Back in 1993, senior scientist Robert K. Watson of the Natural Resources Defense Council (NRDC) campaigned for and then helped develop the certification as a way to push businesses into sustainability.

Today, the LEED certification is well-respected and can really help a company’s bottom line by attracting new customers and solid employees. 

Easy Financing For Green Energy Production

Perhaps the number one reason to go green now and install solar panels for your business is the ease of financing. Commercial real estate lenders are now offering great deals to install solar panels at small and medium-sized businesses. 

In the past, commercial real estate loans rarely involved renewable energy, but now there are a plethora of options that have led to quality results for real companies. 

While the average commercial lender may avoid situations where banks have refused funding or construction has been halted, many renewable energy lenders are willing to take the risk. This is because they know the ROI and savings from the product make borrowers more likely to make their payments. 

If you are a small business, taking advantage of low rates and quality lenders can help accelerate your business into the 21st century. 

Clearly, now is the time to transition to solar. With tax credits expiring and new innovations driving price reduction in the market the ROI for solar panel installation is better than ever. 

So, what are you waiting for…go solar today!

How to Become a Successful Online Retailer

The one sector that has outperformed all the others is Internet-based retailers, and such is technology today, anyone with basic business and IT skills can become a successful online retailer. If you are serious about making a fortune from e-commerce, you need to take the following aspects into account.

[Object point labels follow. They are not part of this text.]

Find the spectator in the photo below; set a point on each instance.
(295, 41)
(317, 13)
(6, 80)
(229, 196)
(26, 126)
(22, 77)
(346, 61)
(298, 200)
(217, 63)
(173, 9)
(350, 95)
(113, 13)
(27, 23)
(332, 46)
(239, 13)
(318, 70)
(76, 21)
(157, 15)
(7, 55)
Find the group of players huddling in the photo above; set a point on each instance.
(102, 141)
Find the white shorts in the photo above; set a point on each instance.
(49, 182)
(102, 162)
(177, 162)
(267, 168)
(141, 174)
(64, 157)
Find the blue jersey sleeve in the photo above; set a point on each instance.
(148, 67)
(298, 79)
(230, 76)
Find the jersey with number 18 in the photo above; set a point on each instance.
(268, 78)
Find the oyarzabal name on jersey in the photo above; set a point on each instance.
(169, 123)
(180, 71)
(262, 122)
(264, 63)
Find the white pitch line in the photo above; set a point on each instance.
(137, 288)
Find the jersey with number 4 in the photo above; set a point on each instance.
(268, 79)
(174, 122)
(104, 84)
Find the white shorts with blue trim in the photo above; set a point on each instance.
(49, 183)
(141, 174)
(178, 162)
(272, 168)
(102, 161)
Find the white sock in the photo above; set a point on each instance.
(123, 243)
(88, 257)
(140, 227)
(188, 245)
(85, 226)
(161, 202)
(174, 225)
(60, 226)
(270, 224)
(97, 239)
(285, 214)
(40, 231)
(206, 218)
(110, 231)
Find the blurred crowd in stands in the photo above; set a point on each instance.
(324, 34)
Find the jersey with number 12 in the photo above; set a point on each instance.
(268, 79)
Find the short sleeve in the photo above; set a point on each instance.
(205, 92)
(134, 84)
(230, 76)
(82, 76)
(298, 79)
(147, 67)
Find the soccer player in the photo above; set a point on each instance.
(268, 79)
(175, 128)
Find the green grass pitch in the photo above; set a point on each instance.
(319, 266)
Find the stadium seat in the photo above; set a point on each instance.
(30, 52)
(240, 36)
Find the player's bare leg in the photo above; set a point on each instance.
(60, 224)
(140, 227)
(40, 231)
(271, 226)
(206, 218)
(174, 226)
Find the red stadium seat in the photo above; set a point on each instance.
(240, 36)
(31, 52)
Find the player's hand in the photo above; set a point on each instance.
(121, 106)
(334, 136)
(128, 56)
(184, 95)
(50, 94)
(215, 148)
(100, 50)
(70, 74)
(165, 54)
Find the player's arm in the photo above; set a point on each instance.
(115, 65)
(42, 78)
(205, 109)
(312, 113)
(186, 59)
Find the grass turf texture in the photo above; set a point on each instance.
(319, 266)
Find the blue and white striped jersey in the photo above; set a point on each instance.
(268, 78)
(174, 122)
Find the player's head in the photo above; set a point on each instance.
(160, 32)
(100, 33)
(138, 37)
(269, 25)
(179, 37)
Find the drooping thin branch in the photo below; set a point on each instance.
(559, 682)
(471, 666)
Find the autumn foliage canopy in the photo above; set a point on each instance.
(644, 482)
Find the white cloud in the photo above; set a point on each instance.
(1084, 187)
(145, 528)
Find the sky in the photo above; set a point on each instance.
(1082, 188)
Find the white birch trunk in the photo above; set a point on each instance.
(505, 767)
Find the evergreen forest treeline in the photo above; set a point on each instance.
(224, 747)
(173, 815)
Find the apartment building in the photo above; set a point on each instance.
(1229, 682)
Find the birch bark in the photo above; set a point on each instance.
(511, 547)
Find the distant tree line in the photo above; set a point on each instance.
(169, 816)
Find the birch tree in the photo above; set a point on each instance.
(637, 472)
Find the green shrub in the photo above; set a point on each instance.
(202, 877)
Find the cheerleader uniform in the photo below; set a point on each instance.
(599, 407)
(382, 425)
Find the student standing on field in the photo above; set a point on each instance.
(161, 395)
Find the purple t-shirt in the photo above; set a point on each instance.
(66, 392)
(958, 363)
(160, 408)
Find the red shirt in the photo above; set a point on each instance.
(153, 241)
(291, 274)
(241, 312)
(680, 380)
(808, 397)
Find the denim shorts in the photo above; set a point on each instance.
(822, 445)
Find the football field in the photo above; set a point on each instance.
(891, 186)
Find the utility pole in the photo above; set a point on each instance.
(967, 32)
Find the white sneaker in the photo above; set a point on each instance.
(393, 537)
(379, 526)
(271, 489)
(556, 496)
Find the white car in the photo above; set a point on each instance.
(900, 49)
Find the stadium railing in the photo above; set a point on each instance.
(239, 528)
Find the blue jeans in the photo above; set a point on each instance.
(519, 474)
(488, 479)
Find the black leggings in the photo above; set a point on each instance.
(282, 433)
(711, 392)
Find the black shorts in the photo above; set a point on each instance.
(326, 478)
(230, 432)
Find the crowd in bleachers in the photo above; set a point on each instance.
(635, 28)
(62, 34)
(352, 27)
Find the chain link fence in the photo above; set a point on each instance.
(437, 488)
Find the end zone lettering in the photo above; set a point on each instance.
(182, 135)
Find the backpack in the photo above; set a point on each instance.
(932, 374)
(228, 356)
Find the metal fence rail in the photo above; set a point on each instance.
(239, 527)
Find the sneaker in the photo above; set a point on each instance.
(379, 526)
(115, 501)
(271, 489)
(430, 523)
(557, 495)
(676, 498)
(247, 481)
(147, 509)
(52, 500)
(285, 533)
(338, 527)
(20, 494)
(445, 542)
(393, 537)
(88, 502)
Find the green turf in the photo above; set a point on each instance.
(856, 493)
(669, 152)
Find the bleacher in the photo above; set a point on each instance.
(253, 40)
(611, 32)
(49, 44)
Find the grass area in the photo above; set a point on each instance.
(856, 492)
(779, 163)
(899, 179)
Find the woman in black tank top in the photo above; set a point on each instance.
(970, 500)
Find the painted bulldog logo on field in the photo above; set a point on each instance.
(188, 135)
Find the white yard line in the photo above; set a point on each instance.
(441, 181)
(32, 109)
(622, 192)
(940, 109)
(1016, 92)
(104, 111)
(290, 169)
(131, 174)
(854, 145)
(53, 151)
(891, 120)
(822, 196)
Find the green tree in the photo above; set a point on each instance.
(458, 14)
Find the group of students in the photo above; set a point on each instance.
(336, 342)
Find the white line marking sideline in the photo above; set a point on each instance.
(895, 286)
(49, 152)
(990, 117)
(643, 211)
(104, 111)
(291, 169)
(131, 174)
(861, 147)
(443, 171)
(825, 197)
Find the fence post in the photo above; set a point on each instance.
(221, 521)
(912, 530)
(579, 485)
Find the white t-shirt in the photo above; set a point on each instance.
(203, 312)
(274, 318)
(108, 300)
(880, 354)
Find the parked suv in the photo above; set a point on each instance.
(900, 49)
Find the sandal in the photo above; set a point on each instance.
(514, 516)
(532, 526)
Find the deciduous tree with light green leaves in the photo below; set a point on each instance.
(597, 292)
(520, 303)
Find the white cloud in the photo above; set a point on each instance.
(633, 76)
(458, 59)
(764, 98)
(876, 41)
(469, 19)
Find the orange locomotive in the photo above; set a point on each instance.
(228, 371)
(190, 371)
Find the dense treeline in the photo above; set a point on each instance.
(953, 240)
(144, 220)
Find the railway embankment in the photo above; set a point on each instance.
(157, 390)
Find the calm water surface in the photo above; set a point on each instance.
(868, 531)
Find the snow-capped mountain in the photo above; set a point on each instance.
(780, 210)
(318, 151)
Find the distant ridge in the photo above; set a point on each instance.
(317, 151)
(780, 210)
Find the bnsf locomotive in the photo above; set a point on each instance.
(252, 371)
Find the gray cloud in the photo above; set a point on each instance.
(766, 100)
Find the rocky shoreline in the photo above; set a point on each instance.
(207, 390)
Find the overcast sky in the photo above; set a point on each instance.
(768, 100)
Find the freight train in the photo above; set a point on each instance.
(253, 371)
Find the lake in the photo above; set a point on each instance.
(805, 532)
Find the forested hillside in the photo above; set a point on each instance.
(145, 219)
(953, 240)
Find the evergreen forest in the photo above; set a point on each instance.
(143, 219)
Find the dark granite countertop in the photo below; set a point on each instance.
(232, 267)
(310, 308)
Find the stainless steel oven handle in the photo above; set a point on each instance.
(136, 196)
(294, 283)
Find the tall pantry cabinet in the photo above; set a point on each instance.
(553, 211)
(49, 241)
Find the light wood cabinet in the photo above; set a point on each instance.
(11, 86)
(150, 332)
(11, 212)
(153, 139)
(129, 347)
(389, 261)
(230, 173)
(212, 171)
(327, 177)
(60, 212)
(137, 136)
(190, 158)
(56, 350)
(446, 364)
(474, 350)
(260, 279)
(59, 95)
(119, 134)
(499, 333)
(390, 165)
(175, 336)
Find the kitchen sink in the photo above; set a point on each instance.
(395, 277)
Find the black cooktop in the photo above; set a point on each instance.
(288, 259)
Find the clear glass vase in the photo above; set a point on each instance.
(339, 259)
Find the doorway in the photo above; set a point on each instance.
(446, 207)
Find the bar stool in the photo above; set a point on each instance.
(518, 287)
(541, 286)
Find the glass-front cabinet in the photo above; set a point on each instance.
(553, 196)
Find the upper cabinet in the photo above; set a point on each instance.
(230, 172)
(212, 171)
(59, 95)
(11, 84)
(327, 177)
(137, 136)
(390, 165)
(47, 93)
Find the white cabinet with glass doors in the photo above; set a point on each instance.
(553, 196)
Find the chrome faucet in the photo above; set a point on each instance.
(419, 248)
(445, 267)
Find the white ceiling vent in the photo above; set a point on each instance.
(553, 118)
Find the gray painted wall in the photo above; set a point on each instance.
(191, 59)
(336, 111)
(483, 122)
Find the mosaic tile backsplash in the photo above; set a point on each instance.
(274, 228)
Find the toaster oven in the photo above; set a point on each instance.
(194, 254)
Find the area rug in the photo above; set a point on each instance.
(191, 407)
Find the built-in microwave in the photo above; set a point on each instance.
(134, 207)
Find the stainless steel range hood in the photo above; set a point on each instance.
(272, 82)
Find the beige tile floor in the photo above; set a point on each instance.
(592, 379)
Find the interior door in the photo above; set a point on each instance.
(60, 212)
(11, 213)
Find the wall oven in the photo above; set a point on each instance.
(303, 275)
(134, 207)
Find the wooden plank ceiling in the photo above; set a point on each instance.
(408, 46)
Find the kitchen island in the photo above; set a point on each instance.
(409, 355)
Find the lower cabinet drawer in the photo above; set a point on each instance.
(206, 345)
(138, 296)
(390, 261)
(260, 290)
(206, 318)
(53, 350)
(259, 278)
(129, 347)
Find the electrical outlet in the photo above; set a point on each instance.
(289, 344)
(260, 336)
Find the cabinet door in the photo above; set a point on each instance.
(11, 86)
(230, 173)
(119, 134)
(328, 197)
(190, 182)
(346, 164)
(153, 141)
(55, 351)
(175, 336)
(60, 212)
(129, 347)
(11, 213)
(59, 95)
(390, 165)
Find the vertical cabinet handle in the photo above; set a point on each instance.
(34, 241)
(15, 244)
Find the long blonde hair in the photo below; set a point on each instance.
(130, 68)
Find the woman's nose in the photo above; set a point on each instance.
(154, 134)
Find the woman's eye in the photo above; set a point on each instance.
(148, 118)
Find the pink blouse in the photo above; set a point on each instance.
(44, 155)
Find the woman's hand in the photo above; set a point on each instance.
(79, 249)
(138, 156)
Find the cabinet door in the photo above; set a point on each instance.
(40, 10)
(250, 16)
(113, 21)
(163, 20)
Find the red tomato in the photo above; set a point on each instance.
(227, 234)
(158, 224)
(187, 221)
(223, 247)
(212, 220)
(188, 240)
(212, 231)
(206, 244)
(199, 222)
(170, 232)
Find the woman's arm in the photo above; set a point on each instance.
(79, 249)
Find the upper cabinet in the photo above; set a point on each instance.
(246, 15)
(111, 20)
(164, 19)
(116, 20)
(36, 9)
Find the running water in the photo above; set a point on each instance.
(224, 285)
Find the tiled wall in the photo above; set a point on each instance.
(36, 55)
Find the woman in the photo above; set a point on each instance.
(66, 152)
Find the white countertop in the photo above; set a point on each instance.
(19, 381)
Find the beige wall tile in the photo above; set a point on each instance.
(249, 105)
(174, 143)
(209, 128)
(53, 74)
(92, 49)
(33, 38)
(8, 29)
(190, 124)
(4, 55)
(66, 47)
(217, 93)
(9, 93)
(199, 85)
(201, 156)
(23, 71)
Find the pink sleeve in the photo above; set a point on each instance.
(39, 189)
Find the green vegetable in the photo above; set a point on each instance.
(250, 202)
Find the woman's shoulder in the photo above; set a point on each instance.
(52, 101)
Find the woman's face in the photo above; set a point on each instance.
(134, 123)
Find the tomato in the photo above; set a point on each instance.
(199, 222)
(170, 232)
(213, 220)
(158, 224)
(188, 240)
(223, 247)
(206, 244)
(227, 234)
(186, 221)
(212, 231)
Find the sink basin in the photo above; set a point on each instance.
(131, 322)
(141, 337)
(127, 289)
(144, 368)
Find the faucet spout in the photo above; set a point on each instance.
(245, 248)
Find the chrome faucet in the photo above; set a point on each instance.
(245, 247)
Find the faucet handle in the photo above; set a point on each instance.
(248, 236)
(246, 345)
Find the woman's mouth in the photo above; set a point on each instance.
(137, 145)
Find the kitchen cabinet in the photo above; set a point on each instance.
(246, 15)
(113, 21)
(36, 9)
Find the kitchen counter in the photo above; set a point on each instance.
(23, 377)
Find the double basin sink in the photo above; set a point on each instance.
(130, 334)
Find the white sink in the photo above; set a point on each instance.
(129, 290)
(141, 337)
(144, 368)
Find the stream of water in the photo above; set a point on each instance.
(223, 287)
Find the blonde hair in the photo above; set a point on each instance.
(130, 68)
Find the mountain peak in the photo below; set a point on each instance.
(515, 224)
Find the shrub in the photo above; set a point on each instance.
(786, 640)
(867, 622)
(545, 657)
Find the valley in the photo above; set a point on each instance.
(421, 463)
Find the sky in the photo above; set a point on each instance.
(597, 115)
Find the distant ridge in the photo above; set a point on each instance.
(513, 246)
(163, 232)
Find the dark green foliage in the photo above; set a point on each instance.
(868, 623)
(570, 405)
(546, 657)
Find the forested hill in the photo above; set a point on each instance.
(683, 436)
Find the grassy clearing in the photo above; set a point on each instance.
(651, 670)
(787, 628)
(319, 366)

  1. Product Line – There must be a demand for your products obviously, and you need to do your market research to determine the market. Any shopping cart website needs to focus on either natural products, or hand-made, or some other form of personalisation.
  2. Digital Marketing – You do not possess the skills to make your website number one on a search result, but you do need search engine optimisation (SEO), which improves a website’s rankings within an online search. You must attack social media, and your digital marketing partner will compile a marketing plan that delivers results. You should not look at digital marketing as some form of option, because it is not. Simply put, without digital marketing, your sales will be average at best, so invest heavily in this at the very outset.

 

  1. Focus on Customer Service – If your customers can easily purchase items that are of good quality and delivered promptly, your business will grow. In this day of Broadband Internet, shopping cart websites must load at super speeds, and the payment gateways must offer some varied choices, such as PayPal, credit or debit card, or direct bank transfer. Making the buying experience stress free will ensure that your customers come back.

 

  1. Develop with the Industry – E-commerce is quickly becoming the normal way for people to order products, and with super-fast deliveries, the logistics sector covers you completely. You can outsource picking, packing and delivery to a third party logistics provider (3PL), and they can pack your products into your packaging and deliver anywhere in the world. By outsourcing your logistics, you have the time to focus on improving the buying experience, which is the key to long-term success.

 

  1. Determination – There will be times when the going gets tough, ask any successful business owner about the early days and they will confirm that determination is something you must have. This will help you to overcome obstacles, and there will be many, and it also helps if you adopt a positive ‘can do’ attitude, especially with your customers.

The benefits of Success

If, for example, your site was a hit, then you would be on the road to wealth, and for your parents, you can afford a top nursing facility such as Right at Home, the leading Australian care provider that offers many services.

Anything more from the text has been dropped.